In contrast with the JLPT Study Page, JGram sustains a notably comprehensive list of N1- and N2-level grammar patterns. Patterns are arranged alphabetically in romaji, and each entry contains a definition and example sentences with accompanying English translations. A nifty resource for all JLPT takers.
For Questions & Discussions
Sometimes, it’s nice to take a break from studying. Feel free to browse the following websites when you need some outside support for your Japanese studies.
On the Learn Japanese Subreddit, Japanese learners can pose and answer questions, as well as incite discussions on relevant topics, such as grammar patterns, study plans or learning methods. The active subreddit also hosts a weekly Q&A event called シツモンデー (Shitsumonday), a play on the Japanese word 質問 (しつもん — question) and the English word “Monday.” Even if you’re not a die-hard fan of Reddit, consider making this a go-to website whenever you’re craving answers or looking to interact with others in the same boat as you.
In some ways, Japanese Language Stack Exchange is like a more highbrow version of the Learn Japanese Subreddit. Catering to teachers, students and linguists, Stack Exchange engages users via in-depth discussions on the more nuanced and complex characteristics of the Japanese language.

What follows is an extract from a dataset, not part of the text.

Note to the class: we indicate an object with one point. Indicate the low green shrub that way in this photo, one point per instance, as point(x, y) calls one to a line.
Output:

As many discussions center on minute grammatical and linguistic differences, Stack Exchange is perhaps best suited for upper-intermediate and advanced Japanese learners, though anyone of any level may ask questions.
While it’s tempting to assume language-learning websites, especially free ones, lack quality study materials, this isn’t a particularly fair train of thought.
These days, with the Internet almost always at our fingertips, studying Japanese encompasses much more than just sitting down and cracking open a textbook; it’s about content customization, pinpointing your weaknesses, commiserating with others and, yes, having a heck of a lot of fun.
And you can do all of this with language-learning websites, most of the time without paying even a cent.
Don’t put limits on your Japanese studies.
Get online, find a website you like and, for heaven’s sake, bookmark it!